1. Untuk beberapa pokok bahasan, sangat sulit diterapkan karena terbatasnya alat-alat laboratorium yang pada akhirnya menyulitkan siswa untuk melihat, mengamati serta menyimpulkan kejadian atau konsep tersebut. 2. Memerlukan alokasi waktu yang lebih panjang dibandingkan dengan model pembelajaran yang lain. Penerapan Pembelajaran Problem posing dalam Matematika dilakukan dalam 3 bentuk aktivitas sebagai berikut : 1. Pre solution posing, yaitu siswa diharapkan mampu membuat pertanyaan yang berkaitan dengan pernyataan yang diberikan oleh guru. 2. Within solution posing, yaitu siswa mampu merumuskan ulang pertanyaan soal tersebut menjadi sub-sub pertanyaan baru yang urutan penyelesaiannya seperti yang telah dikerjakan sebelumnya. Jadi, diharapkan siswa mampu membuat sub-sub pertanyaan baru dari soal tersebut. 3. Post solution posing, yaitu seorang siswa memodifikasi tujuan atau kondisi soal yang sudah diselesaikan untuk membuat soal yang baru atau sejenis. Berdasarkan uraian di atas jelas bahwa pembelajaran matematika dengan model problem posing akan sangat bermanfaat, karena dapat meningkatkan kemampuan berpikir kreatif dan kritis dari siswa yang pada akhirnya akan sangat mendukung penguasaan konsep konsep matematika. 2.5. Kerangka Pikir Berdasarkan kondisi awal sebelum penelitian dilakukan peneliti belum memanfaatkan alat peraga gambar anak tangga dan model satuan berat sehingga keaktifan, kreativitas melakukan proses, keterlibatan siswa dalam proses pembelajaran serta penguasaan materi rendah. Agar keaktifan, kreativitas melakukan proses, keterlibatan siswa dalam proses pembelajaran serta penguasaan materi meningkat, peneliti perlu melakukan tindakan. Tindakan yang dilakukan peneliti adalah pemanfaatan alat peraga gambar anak tangga dan model satuan berat. Tindakan peneliti dilakukan dalam 2 (dua) siklus yaitu siklus 1 dan siklus 2. Tindakan pertama dalam siklus 1 yaitu memanfaatkan alat peraga gambar anak tangga dan model satuan berat dalam kelompok besar. Bila dibandingkan dengan

kondisi awal dimana peneliti belum memanfaatkan alat peraga gambar anak tangga dan model satuan berat lebih menguntungkan sehingga dari kondisi ini keaktifan, kreativitas melakukan proses, keterlibatan siswa dalam proses pembelajaran serta penguasaan materi diprediksi akan meningkat. Tindakan siklus kedua (2) yaitu peneliti memanfaatkan alat peraga gambar anak tangga dan model satuan berat dalam kelompok kecil. Berdasarkan kajian teori memanfaatkan alat peraga untuk kelompok kecil lebih baik dibandingkan dengan kelompok besar. Karena siklus kedua merupakan siklus terakhir, maka kondisi akhir : Diduga melalui penerapan model pembelajaran problem posing, keaktifan, kreativitas, keterlibatan siswa dalam proses pembelajaran dan penguasaan materi pelajaran menjadi meningkat.

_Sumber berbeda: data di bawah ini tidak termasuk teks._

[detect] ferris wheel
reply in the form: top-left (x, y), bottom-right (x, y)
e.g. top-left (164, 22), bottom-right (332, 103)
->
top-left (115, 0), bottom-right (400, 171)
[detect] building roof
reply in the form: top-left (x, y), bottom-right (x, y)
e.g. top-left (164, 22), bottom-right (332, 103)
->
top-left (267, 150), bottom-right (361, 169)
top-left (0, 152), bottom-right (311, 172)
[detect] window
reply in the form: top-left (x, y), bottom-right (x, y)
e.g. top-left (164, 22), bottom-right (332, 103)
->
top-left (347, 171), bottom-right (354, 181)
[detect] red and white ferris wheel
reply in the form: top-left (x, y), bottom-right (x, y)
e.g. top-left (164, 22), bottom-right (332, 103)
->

Dari Kerangka Berfikir diatas peneliti dapat memberikan penjelasan dengan skema sebagai sberikut : Kondisi Awal Peneliti belum memanfaatkan alat peraga Keaktifan, kreatifitas, keterlibatan dalam proses pembelajaran dan penguasaan siswa terhadap materi pelajaran rendah. Tindakan Kondisi Akhir Peneliti sudah memanfaatkan alat peraga Diduga melalui pemanfaatan peraga dan model pembelajaran problem posing dapat meningkatkan aktivitas dan penguasaan siswa. Siklus I Peneliti memanfaatkan peraga secara konvensional, belum menggunakan model pembelajaran Problem Posing Siklus 2 Guru memanfaatkan alat peraga dengan menggunakan model Problem Posing Gambar 1. Kerangka Pikir 2.6. Hipotesis Tindakan Berdasarkan rumusan masalah dan kerangka berpikir diatas dapat dirumuskan hipotesis tindakan sebagai berikut : 2.6.1 Melalui model pembelajaran problem posing, keaktifan, kreativitas melakukan proses, keterlibatan siswa dalam proses pembelajaran pemebelajaran dan penguasaan siswa terhadap materi pelajaran Matematika indicator hubungan kesetaraan antar satuan berat dapat ditingkatkan.